I promise I'll come. But with money and a plan and my head actually attached to my shoulders instead of tucked under my arm. "
Anna is quiet.
Then she says, "You're the most stubborn person I have ever loved."
"I know."
"Don't let pride get in the way of what's right."
"I'm not. I'm letting self-respect get in the way of what's easy, which is different."
"Is it."
"Yes. Ask me again in three months when I can actually defend that argument properly."
She sighs. "Fine," she says. "But you call me, and anytime you want to come then you do it. I'll wire you the money with no questions asked. Got it."
"Gotcha."
"And you eat. Real meals. Not crackers."
"I cooked a lamb roast tonight. With tarragon sauce. From scratch."
"From my recipe?"
"Adjacent to your recipe. With improvements."
"Name one improvement."
"Bay leaf in the stock. Left it in longer than you'd recommend."
A pause. "Did it work?"
"Beautifully."
She makes a sound that is almost, almost a laugh. "Fine. You're allowed improvements." Then, quieter: "Jen. Are you okay?"
I lie back again. The ceiling fan turns. The water makes its sound somewhere below the hill, steady and unhurried, going about its entire business without any reference to mine whatsoever.
"I think so," I say. "It was a weird day. But the kitchen is genuinely excellent and she kicked when the lamb came out right, which I'm choosing to interpret as a good sign."
"It's a great sign."
"And the herb garden has an actual bay tree."
"The thing is I know how bad things can be, and us women think we're all to blame. I know I did when David died and left us with all kinds of debt. I thought I had no one and Violet helped us."
"I know." She told me the story, about how some loan sharks were after her, she fled to Cedar Ridge and found love. If only my life was a fairytale, then I wouldn't feel like crying right now.
"You're going to be fine," Anna says, firmly, in the voice she uses when she has decided something is true and is stating it into existence. "You're going to come here with your money and your plan and your baby, and we're going to figure out the rest together. All right?"
"All right," I say.
"Good night."
"Good night, Anna."
The call ends.
I stay horizontal on the bed for a moment with the phone on my chest, looking at the ceiling fan, thinking about lamb and tarragon and bay trees and the way four seconds of correcting someone's grip can apparently undo three months of perfectly good decisions.
Then something at the window makes me stop thinking about all of that entirely.
A shape.

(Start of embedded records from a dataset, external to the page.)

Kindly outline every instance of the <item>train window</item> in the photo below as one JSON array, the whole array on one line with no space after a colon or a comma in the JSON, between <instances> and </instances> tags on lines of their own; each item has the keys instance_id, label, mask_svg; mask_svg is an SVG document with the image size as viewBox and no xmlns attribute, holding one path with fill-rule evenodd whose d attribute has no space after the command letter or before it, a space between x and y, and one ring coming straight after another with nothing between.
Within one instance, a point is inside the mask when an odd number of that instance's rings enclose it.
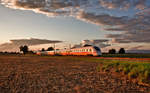
<instances>
[{"instance_id":1,"label":"train window","mask_svg":"<svg viewBox=\"0 0 150 93\"><path fill-rule=\"evenodd\" d=\"M95 46L94 48L95 48L95 50L97 50L97 51L101 51L101 50L99 49L99 47L96 47L96 46Z\"/></svg>"},{"instance_id":2,"label":"train window","mask_svg":"<svg viewBox=\"0 0 150 93\"><path fill-rule=\"evenodd\" d=\"M88 49L86 49L86 52L89 52Z\"/></svg>"}]
</instances>

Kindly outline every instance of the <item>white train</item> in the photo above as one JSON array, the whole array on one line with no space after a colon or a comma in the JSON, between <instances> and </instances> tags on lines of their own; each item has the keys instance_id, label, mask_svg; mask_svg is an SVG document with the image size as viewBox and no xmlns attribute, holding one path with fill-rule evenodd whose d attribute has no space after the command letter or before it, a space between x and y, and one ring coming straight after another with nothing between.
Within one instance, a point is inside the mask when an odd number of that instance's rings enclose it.
<instances>
[{"instance_id":1,"label":"white train","mask_svg":"<svg viewBox=\"0 0 150 93\"><path fill-rule=\"evenodd\" d=\"M80 48L71 48L55 51L39 51L37 55L76 55L76 56L101 56L101 50L96 46L86 46Z\"/></svg>"}]
</instances>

Just past the curtain edge, where the fabric doesn't quite reach the frame, a suggestion of something just outside in the warm dark. Still. Deliberate. Not quite hidden.
I don't move.
My nose does its job before my brain does. Slow and certain, picking through the salt air and the yellow flowers and the evening, finding it underneath all of it, the thing it apparently stored in permanent memory at two in the morning in a hotel suite it has no business still cataloguing.
Sandalwood. Dark. Controlled. Present in the specific way of someone who has chosen to be outside a window rather than at a door.
Matteo.
He scared the crap out of me, but I won’t let him know I know that he’s there.
My omega wants me to to go the window, but I’m telling her to shut up tonight. I’m going to bed.
I get up from the bed.
Cross to the window, and draw the curtains.
I get back into bed, pretend he's not there, and just try to get some sleep. It's going to be tough, but as I reflect on the conversation with Anna, I know I can do it.